Den offiziellen Startschuss für das Pipeline-Projekt gab eine Grundsteinlegungsfeier in Elsdorf am Rand des Tagebaus Hambach. RWE bezeichnet die Initiative als Symbol für zukünftige Versorgungssicherheit und wirtschaftliche Chancen für die Region. Das 45 Kilometer lange Leitungssystem wird aus 10.000 Rohren bestehen, von denen einige einen Durchmesser von bis zu 2,2 Metern aufweisen, um Rheinwasser in die verlassenen Gruben zu transportieren.
Die Genehmigungen für Bau und Betrieb der Pipeline erteilte die Bezirksregierung Arnsberg im Januar 2026. Zwar liegen bereits wasserrechtliche Zulassungen vor, doch das Verfahren für die Einleitung von Wasser in den Tagebau Hambach steht noch aus. Ein weiteres Genehmigungsverfahren für die Rheinwasserentnahme soll im Herbst 2026 beginnen, wobei das Wasserstraßen- und Schifffahrtsamt die Wasserentnahme aus dem Fluss überwachen wird.
Umweltverbände wie der BUND und die Initiative "Alle Dörfer bleiben" äußern Bedenken hinsichtlich möglicher Kontaminationen. Sie verweisen auf die Gefahr von "Ewigkeitschemikalien" wie PFAS im Rhein, die die Wasserqualität der neuen Seen beeinträchtigen könnten. Der lokale Aktivist Andreas Büttgen fordert strengere Überwachungs- und Reinigungsmaßnahmen, bevor Wasser umgeleitet wird. Zudem warnt er davor, dass RWE sich aus dem Projekt zurückziehen könnte – und die Steuerzahler dann mit erheblichen Langzeitkosten belastet würden.

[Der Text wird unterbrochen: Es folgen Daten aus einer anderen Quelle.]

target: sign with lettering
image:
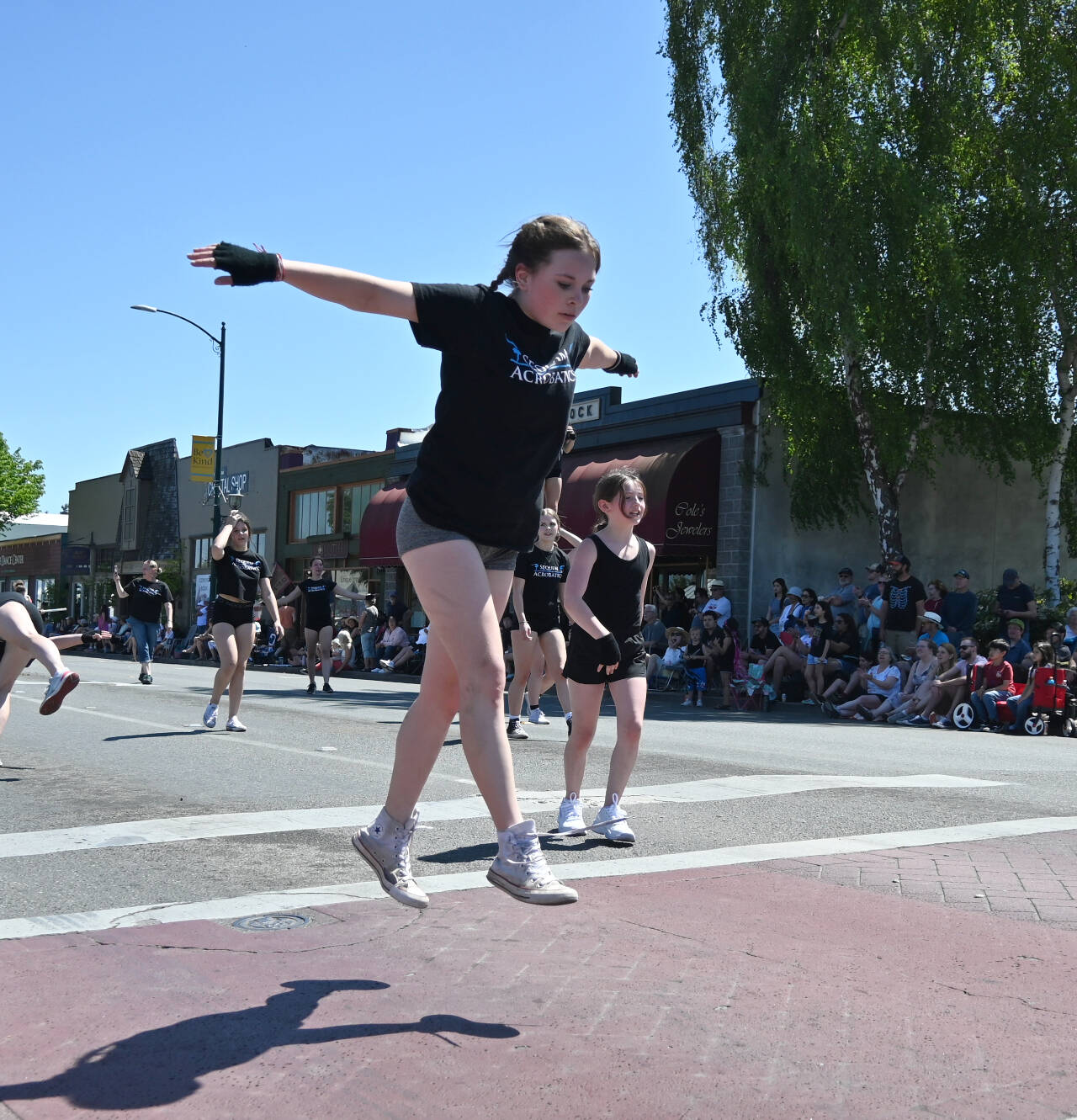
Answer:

Die Flutung des Tagebaus Hambach ist für 2030 geplant, Garzweiler und Inden sollen 2036 folgen. Die umgestalteten Gruben sollen zu Touristenattraktionen und Lebensräumen für Wildtiere werden. Doch die regionale Wasserversorgung steht bereits unter Druck, nicht zuletzt durch das neue Hyperscale-Rechenzentrum von Microsoft, das große Mengen Wasser für die Kühlung verbraucht. Dies verschärft die Sorgen vor Knappheit und Konkurrenz um Ressourcen.
Die Genehmigung der Pipeline markiert einen Meilenstein in RWEs Plänen zur Nachnutzung der ehemaligen Tagebaue. Bei Erfolg könnten bis Mitte der 2030er-Jahre neue Seen und Freizeitflächen entstehen. Doch offene Genehmigungsfragen, ökologische Bedenken und Herausforderungen bei der Wasserverfügbarkeit lassen die langfristigen Folgen des Projekts weiterhin ungewiss erscheinen.